Comparing Observational Exposure-Phenotype Correlations With Large Language Model Predictions
Abstract
Chirag J. Patel,1 Arjun K. Manrai,1 Randall J. Ellis,1 John P. A. Ioannidis2
Background
Large language models (LLMs) are increasingly used to synthesize biomedical evidence, yet it is unknown whether their inferred exposure-phenotype relationships mirror observational findings.1,2
Objective
To quantify concordance of exposure-phenotype empirical associations using National Health and Nutrition Examination Survey (NHANES) data with predictions from an LLM (ChatGPT 4o [OpenAI]).
Methods
We computed 115,056 exposure-phenotype partial correlations among 560 chemical, dietary, and clinical exposures and 268 phenotypes in 80,000 US adults (1999-2018 NHANES).3 We then sampled 1500 pairs: 500 significant after Bonferroni correction, 500 significant only after false-discovery rate (FDR) correction, and 500 not significant—to fit within the LLM prompt window. An OpenAI-o1-aug24 model (temperature = 0) acting as a prompted “epidemiologist” was asked to predict the sign, magnitude, and P value of each pair and rated the evidence generated as high, trending, or borderline. Verifiability of LLM-cited references was assessed by estimating κ values and Spearman correlation.
Results
The LLM labeled 23 pairs as high evidence, 244 as trending evidence, and 1233 as borderline evidence. Sign concordance with NHANES was 73% for high-confidence pairs (κ = 0.49), 65% for Bonferroni pairs (κ = 0.25), 43% for FDR-only pairs (κ = 0.09), and 12% for borderline pairs (κ approximately 0) (Figure 25-1123).

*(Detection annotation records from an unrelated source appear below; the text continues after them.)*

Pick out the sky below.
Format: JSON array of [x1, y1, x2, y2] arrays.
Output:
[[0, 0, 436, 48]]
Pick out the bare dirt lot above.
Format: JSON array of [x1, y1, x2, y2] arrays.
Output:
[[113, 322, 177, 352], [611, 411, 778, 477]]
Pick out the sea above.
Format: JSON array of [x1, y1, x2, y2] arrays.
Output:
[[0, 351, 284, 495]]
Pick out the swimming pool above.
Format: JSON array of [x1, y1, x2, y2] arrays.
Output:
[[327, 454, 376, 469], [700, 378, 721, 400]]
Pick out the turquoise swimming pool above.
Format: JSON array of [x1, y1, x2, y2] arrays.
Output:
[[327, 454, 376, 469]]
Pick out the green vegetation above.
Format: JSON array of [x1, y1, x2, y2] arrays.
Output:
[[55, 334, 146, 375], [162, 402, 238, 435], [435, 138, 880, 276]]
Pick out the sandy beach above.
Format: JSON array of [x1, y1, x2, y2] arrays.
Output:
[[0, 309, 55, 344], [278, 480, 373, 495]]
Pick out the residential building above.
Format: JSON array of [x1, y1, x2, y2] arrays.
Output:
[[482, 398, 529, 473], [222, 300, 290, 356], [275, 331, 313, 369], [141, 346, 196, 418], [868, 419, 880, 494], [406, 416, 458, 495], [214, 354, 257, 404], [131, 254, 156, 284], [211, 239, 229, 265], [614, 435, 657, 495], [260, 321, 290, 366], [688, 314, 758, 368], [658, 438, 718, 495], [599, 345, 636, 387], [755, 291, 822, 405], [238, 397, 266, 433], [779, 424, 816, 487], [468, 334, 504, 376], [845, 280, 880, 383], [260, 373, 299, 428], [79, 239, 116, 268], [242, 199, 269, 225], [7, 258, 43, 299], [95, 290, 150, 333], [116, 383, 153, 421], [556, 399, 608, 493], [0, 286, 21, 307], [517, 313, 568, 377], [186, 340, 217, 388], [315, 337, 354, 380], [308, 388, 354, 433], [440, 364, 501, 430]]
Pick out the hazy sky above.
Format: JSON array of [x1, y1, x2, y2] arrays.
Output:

Random sign assignment yielded a κ of 0.0001. Concordance for correlation magnitudes was modest (Spearman ρ = 0.21). Permutation tests confirmed no greater-than-chance performance on nonsense data. Mechanistic explanations dominated high-confidence pairs; 41% of cited references (615 of 1500) were unverifiable.

Conclusions
LLMs captured directionality for well-established exposure-phenotype associations but faltered on borderline signals, highlighting both the promise and current limits of LLM-based evidence synthesis in exposomic epidemiology.
References
1. Ioannidis JPA, Loy EY, Poulton R, Chia KS. Researching genetic versus nongenetic determinants of disease: a comparison and proposed unification. Sci Transl Med. 2009;1(7):7ps8. doi:10.1126/scitranslmed.3000247
2. Patel CJ, Ioannidis JPA. Studying the elusive environment in large scale. JAMA. 2014;311(21):2173-2174. doi:10.1001/jama.2014.4129
3. Patel CJ, Rehkopf DH, Leppert JT, et al. Systematic evaluation of environmental and behavioural factors associated with all-cause mortality in the United States National Health and Nutrition Examination Survey. Int J Epidemiol. 2013;42(6):1795-1810. doi:10.1093/ije/dyt208
1Department of Biomedical Informatics, Harvard Medical School, Boston, MA, US, chirag@hms.harvard.edu; 2Department of Medicine, Epidemiology and Population Health, Stanford University School of Medicine, Stanford, CA, US.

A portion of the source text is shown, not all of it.